Cayo hizo una mueca y forzó a continuación una frágil sonrisa.
–Sí, ¿y qué hay sobre la reforma de la tierra? En estos últimos nueve años ya se ha llevado a cabo gran parte de la necesaria redistribución de la tierra. Una ironía, ¿verdad? Mi hermano Tiberio veía la abrumadora necesidad de realizar una reforma en este sentido. La defendió con valentía, presionó por ella… y fue asesinado por esa causa. Después sus asesinos se dieron cuenta de que esa reforma era inevitable, que era o eso o la revolución, y lo siguiente que sabemos es que esas víboras cínicas empezaron a loar los objetivos de Tiberio, diluyeron un poco su legislación y le pusieron sus propios nombres, se dieron unas palmaditas en la espalda ¡y se felicitaron por haber salvado la República!
La voz de Cayo se elevó hasta convertirse en un grito agudo. Un criado situado detrás de él se llevó una flauta a los labios y emitió una nota. La tensión que reinaba en la estancia fue sustituida por las risas y los aplausos. Cayo se relajó visiblemente. Sonrió, se volvió y rodeó con el brazo al flautista, un hombre bajito y calvo.
–Todos conocéis a Licinio; es uno de los libertos de mi esposa. Licinio me ayuda a practicar un truco de orador que mi hermano me enseñó. Cuando empiezo a salirme un poco de madre, si me emociono o me acaloro demasiado, Licinio toca una nota con su flauta y me retengo. Me tiene bien entrenado, ¿no os parece? – Cayo estampó un beso en la calva del hombrecillo. Los invitados no paraban de reír. »Bien, volviendo a mi discurso. Llegamos al punto culminante, al proyecto más ambicioso de todos: extender la plena ciudadanía a todos los aliados que Roma tiene en Italia. Durante años, hemos sido testigos de los abusos realizados por magistrados romanos contra los súbditos de Italia, que pagan impuestos y combaten en las legiones a nuestro lado, pero no poseen los privilegios de la ciudadanía completa. Démosles ese regalo y Roma conseguirá una afluencia masiva de nuevos ciudadanos leales… y estos nuevos votantes recordarán al tribuno que les facilitó esos derechos. Con una base de poder así, ese tribuno podría guiar a Roma hacia su destino más elevado. – Cayo bajó la vista. »Cuando era niño, Blosio me habló de la Edad de Oro de Atenas, y sobre el gran líder que hizo posible esa Edad de Oro, un hombre de visión extraordinaria llamado Pericles. Roma, pese a todos sus logros, tiene aún pendiente entrar en su Edad de Oro. Pero con esta elección, rezo a los dioses para que Roma haya encontrado por fin a su Pericles.

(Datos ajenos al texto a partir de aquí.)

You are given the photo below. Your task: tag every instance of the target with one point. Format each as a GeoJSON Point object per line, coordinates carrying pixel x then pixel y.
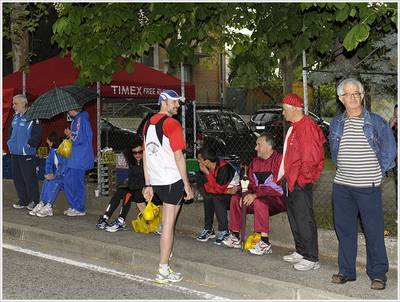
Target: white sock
{"type": "Point", "coordinates": [163, 268]}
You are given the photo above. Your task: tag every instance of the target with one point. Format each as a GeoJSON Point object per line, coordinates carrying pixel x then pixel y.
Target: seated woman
{"type": "Point", "coordinates": [133, 153]}
{"type": "Point", "coordinates": [54, 177]}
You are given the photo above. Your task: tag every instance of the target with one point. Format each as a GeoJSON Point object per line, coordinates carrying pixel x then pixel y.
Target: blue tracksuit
{"type": "Point", "coordinates": [23, 138]}
{"type": "Point", "coordinates": [56, 165]}
{"type": "Point", "coordinates": [81, 159]}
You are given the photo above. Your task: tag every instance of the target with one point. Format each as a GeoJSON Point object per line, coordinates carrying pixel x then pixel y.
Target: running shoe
{"type": "Point", "coordinates": [169, 277]}
{"type": "Point", "coordinates": [222, 236]}
{"type": "Point", "coordinates": [102, 223]}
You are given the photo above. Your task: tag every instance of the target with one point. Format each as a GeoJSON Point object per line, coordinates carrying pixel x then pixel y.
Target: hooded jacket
{"type": "Point", "coordinates": [305, 154]}
{"type": "Point", "coordinates": [55, 164]}
{"type": "Point", "coordinates": [82, 157]}
{"type": "Point", "coordinates": [24, 136]}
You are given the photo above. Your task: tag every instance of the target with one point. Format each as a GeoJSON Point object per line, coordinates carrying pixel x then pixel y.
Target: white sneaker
{"type": "Point", "coordinates": [306, 265]}
{"type": "Point", "coordinates": [36, 209]}
{"type": "Point", "coordinates": [293, 258]}
{"type": "Point", "coordinates": [45, 211]}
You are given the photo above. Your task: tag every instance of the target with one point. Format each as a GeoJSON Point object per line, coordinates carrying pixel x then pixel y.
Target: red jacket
{"type": "Point", "coordinates": [305, 154]}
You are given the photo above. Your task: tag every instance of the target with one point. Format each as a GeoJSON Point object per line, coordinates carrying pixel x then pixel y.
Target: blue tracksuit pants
{"type": "Point", "coordinates": [348, 202]}
{"type": "Point", "coordinates": [25, 178]}
{"type": "Point", "coordinates": [50, 189]}
{"type": "Point", "coordinates": [74, 186]}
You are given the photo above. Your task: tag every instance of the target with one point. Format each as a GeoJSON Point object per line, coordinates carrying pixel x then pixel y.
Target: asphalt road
{"type": "Point", "coordinates": [39, 274]}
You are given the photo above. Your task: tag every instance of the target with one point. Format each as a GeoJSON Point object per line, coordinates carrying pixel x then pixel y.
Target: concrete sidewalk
{"type": "Point", "coordinates": [256, 277]}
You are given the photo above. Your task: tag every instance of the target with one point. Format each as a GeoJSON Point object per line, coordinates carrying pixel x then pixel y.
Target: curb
{"type": "Point", "coordinates": [196, 272]}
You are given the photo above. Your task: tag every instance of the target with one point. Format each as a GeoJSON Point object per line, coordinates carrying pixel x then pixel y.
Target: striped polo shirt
{"type": "Point", "coordinates": [357, 164]}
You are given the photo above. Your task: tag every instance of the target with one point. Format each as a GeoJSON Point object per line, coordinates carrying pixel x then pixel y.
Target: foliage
{"type": "Point", "coordinates": [289, 28]}
{"type": "Point", "coordinates": [97, 34]}
{"type": "Point", "coordinates": [26, 17]}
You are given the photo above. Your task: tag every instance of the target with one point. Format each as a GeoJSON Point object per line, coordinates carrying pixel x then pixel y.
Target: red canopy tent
{"type": "Point", "coordinates": [144, 85]}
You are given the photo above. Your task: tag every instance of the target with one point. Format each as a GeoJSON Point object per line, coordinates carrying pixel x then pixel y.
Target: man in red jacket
{"type": "Point", "coordinates": [301, 164]}
{"type": "Point", "coordinates": [264, 197]}
{"type": "Point", "coordinates": [221, 181]}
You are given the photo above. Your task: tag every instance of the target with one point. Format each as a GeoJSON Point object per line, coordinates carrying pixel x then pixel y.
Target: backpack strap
{"type": "Point", "coordinates": [159, 125]}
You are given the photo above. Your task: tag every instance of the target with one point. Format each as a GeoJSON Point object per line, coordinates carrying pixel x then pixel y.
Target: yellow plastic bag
{"type": "Point", "coordinates": [65, 148]}
{"type": "Point", "coordinates": [155, 222]}
{"type": "Point", "coordinates": [140, 224]}
{"type": "Point", "coordinates": [150, 211]}
{"type": "Point", "coordinates": [252, 241]}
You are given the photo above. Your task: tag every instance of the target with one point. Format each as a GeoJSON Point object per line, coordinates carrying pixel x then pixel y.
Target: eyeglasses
{"type": "Point", "coordinates": [356, 95]}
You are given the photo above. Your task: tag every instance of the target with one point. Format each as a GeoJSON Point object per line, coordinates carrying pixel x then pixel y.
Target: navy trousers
{"type": "Point", "coordinates": [25, 178]}
{"type": "Point", "coordinates": [218, 204]}
{"type": "Point", "coordinates": [348, 202]}
{"type": "Point", "coordinates": [300, 211]}
{"type": "Point", "coordinates": [74, 186]}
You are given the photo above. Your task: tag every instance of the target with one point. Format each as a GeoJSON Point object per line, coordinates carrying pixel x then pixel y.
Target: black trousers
{"type": "Point", "coordinates": [218, 204]}
{"type": "Point", "coordinates": [299, 206]}
{"type": "Point", "coordinates": [25, 178]}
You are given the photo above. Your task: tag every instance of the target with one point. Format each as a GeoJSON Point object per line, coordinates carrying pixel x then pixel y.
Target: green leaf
{"type": "Point", "coordinates": [250, 68]}
{"type": "Point", "coordinates": [193, 59]}
{"type": "Point", "coordinates": [272, 36]}
{"type": "Point", "coordinates": [361, 32]}
{"type": "Point", "coordinates": [130, 68]}
{"type": "Point", "coordinates": [350, 41]}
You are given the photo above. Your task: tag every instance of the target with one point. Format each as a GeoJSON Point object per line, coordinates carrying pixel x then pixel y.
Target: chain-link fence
{"type": "Point", "coordinates": [229, 121]}
{"type": "Point", "coordinates": [257, 108]}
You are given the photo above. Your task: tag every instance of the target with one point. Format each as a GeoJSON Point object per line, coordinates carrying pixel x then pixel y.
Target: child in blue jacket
{"type": "Point", "coordinates": [54, 177]}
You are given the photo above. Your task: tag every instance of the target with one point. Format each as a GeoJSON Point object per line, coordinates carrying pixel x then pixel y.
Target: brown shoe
{"type": "Point", "coordinates": [378, 284]}
{"type": "Point", "coordinates": [340, 279]}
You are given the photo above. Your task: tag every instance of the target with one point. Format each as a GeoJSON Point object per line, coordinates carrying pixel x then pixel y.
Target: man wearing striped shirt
{"type": "Point", "coordinates": [363, 149]}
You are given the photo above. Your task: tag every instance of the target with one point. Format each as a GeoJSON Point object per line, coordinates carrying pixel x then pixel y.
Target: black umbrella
{"type": "Point", "coordinates": [60, 100]}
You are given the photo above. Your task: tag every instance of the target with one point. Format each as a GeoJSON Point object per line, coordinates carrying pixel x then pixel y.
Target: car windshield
{"type": "Point", "coordinates": [263, 118]}
{"type": "Point", "coordinates": [208, 121]}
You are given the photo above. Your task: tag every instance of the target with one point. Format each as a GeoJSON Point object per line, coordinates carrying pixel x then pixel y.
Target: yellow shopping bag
{"type": "Point", "coordinates": [150, 211]}
{"type": "Point", "coordinates": [65, 148]}
{"type": "Point", "coordinates": [252, 241]}
{"type": "Point", "coordinates": [140, 224]}
{"type": "Point", "coordinates": [155, 222]}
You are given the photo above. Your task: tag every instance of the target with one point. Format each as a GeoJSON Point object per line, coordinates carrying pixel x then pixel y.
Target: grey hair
{"type": "Point", "coordinates": [269, 139]}
{"type": "Point", "coordinates": [298, 108]}
{"type": "Point", "coordinates": [22, 98]}
{"type": "Point", "coordinates": [349, 82]}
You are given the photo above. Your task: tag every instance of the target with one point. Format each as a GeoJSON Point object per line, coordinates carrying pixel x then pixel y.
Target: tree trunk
{"type": "Point", "coordinates": [346, 63]}
{"type": "Point", "coordinates": [19, 37]}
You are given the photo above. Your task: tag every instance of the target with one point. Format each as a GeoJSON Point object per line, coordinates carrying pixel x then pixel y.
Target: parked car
{"type": "Point", "coordinates": [115, 137]}
{"type": "Point", "coordinates": [218, 127]}
{"type": "Point", "coordinates": [271, 120]}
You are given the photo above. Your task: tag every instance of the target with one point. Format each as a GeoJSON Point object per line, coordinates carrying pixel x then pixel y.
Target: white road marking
{"type": "Point", "coordinates": [105, 270]}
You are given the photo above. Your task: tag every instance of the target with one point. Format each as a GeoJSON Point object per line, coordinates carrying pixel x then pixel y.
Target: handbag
{"type": "Point", "coordinates": [140, 224]}
{"type": "Point", "coordinates": [252, 241]}
{"type": "Point", "coordinates": [155, 222]}
{"type": "Point", "coordinates": [150, 211]}
{"type": "Point", "coordinates": [65, 148]}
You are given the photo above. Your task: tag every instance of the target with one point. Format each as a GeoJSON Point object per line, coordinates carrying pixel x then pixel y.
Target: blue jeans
{"type": "Point", "coordinates": [348, 202]}
{"type": "Point", "coordinates": [74, 186]}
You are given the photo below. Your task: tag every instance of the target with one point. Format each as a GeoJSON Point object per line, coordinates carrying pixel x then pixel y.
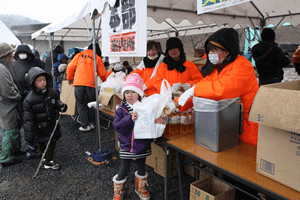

Lucio, mientras escuchaba, cogió aire. Una nueva floritura retórica. Cayo no le había mencionado nunca una Edad de Oro, ni se había comparado con Pericles. Aquello era embriagador.
Insinuaba ambiciones que iban mucho más allá de las de Tiberio. Escuchando aquel discurso, Lucio sintió un escalofrío de excitación, pero también un temblor de auténtica aprensión. Observó los rostros de su madre, de Licinia y de Cornelia, y vio la misma reacción ambivalente.
Cayo terminó con una nota sombría.
–Por donde quiera que viajara en mi campaña para ser elegido tribuno, todo el mundo me formulaba dos preguntas: ¿Qué te convenció para iniciar la campaña? ¿No temes el mismo destino que acabó con tu hermano? »A aquellos ciudadanos, y a los que estáis aquí esta noche, ofrezco la siguiente respuesta: fue un sueño lo que me incitó a dejar de lado el miedo y la desidia y a dejar de esconderme del mundo. En el sueño, Tiberio me llamaba. Me decía: «Hermano, ¿por qué te entretienes? No hay manera de escapar del destino. Todos tenemos marcada una vida y una muerte: agota la primera y encuentra la segunda, y haz que ambas estén al servicio del pueblo».